Kelas 9 sekolah menengah pertama, bagi mereka hanya fokus untuk belajar, belajar dan belajar. Tetapi tidak dengan Raffa. Ia harus merawat bayi yang di berikan pada seorang wanita asing dan kini wanita itu telah tiada di bunuh. Raffa masih belum bisa yang namanya merawat bayi, apalagi ia hanya tinggal bersama sang ibu.
Beruntung setelah kejadian itu, ibunya mau membantunya merawat Zidan walau saat pertama membawa bayi itu ke rumah, Raffa sudah mendapat omelan dari sang ibu.

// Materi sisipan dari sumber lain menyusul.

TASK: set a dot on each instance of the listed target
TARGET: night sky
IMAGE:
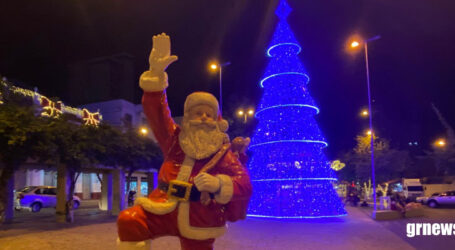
(412, 65)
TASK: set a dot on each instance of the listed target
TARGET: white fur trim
(198, 98)
(134, 245)
(150, 83)
(195, 233)
(156, 207)
(226, 190)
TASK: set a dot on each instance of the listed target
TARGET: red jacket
(232, 206)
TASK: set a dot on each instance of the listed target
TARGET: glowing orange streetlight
(213, 66)
(144, 131)
(355, 43)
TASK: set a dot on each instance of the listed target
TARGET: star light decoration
(91, 118)
(50, 108)
(290, 174)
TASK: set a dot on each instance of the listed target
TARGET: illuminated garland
(54, 109)
(337, 165)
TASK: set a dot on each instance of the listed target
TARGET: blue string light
(291, 175)
(289, 105)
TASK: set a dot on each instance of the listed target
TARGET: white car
(424, 199)
(37, 197)
(445, 198)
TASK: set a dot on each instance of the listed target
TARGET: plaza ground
(95, 229)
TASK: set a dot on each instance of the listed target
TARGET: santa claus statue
(201, 184)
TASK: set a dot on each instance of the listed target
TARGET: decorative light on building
(53, 109)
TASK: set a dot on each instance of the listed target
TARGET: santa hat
(204, 98)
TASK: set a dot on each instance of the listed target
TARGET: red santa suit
(196, 224)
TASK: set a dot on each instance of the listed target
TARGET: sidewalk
(97, 230)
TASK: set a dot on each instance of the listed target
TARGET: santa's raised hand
(160, 58)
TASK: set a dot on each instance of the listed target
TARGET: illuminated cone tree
(290, 173)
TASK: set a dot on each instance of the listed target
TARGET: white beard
(200, 140)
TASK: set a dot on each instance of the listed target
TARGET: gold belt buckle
(179, 190)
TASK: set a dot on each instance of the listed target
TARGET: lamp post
(245, 113)
(355, 44)
(214, 67)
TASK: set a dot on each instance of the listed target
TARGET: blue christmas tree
(290, 173)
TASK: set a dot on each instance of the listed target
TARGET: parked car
(424, 199)
(37, 197)
(412, 188)
(445, 198)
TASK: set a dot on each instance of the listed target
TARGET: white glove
(207, 182)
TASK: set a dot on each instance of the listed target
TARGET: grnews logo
(427, 229)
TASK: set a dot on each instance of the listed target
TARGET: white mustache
(198, 123)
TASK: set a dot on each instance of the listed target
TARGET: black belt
(180, 191)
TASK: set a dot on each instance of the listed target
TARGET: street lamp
(440, 143)
(356, 44)
(245, 113)
(215, 67)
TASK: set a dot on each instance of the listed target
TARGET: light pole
(245, 113)
(214, 67)
(355, 44)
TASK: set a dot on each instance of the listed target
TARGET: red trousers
(135, 224)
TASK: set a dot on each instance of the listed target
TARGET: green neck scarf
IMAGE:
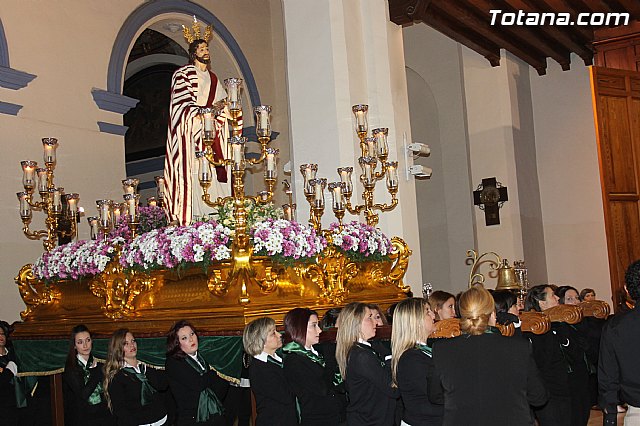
(96, 396)
(146, 391)
(370, 349)
(208, 403)
(297, 348)
(424, 349)
(273, 360)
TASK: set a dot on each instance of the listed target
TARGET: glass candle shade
(131, 200)
(204, 167)
(270, 171)
(286, 209)
(29, 174)
(104, 212)
(49, 145)
(56, 200)
(208, 117)
(345, 177)
(72, 204)
(360, 112)
(159, 187)
(318, 185)
(25, 208)
(263, 120)
(130, 186)
(372, 150)
(368, 165)
(43, 184)
(380, 135)
(308, 173)
(237, 144)
(392, 175)
(234, 92)
(93, 227)
(336, 189)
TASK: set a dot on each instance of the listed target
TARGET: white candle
(233, 93)
(337, 197)
(271, 162)
(42, 180)
(57, 206)
(208, 122)
(237, 153)
(49, 153)
(264, 119)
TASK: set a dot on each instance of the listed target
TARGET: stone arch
(10, 78)
(113, 100)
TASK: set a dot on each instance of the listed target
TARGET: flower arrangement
(360, 242)
(255, 213)
(178, 246)
(150, 218)
(286, 241)
(76, 260)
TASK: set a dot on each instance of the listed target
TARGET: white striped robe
(184, 138)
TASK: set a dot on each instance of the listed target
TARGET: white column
(340, 54)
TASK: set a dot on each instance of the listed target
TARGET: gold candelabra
(374, 152)
(51, 201)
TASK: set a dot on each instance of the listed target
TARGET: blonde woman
(275, 402)
(488, 379)
(412, 363)
(372, 399)
(131, 388)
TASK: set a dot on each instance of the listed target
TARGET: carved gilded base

Wanita itu pikir Raffa telah menghamili seorang gadis sampai-sampai anaknya di berikan kepada Raffa. Memang konyol, tapi setiap orang tua tidak ingin anaknya terjerumus masalah orang dewasa.
Di usia muda, Raffa harus fokus dengan sekolahnya bukan percintaan. Seperti saat ini, ibunya mengomel karena Raffa mengabaikan Zidan yang hampir terjatuh dari atas ranjang. Itu bukan kesalahan Raffa, ia sibuk menggarap pekerjaan rumahnya, jadi ia tidak menyadari jika bayi itu akan mengguling ke tepian ranjang.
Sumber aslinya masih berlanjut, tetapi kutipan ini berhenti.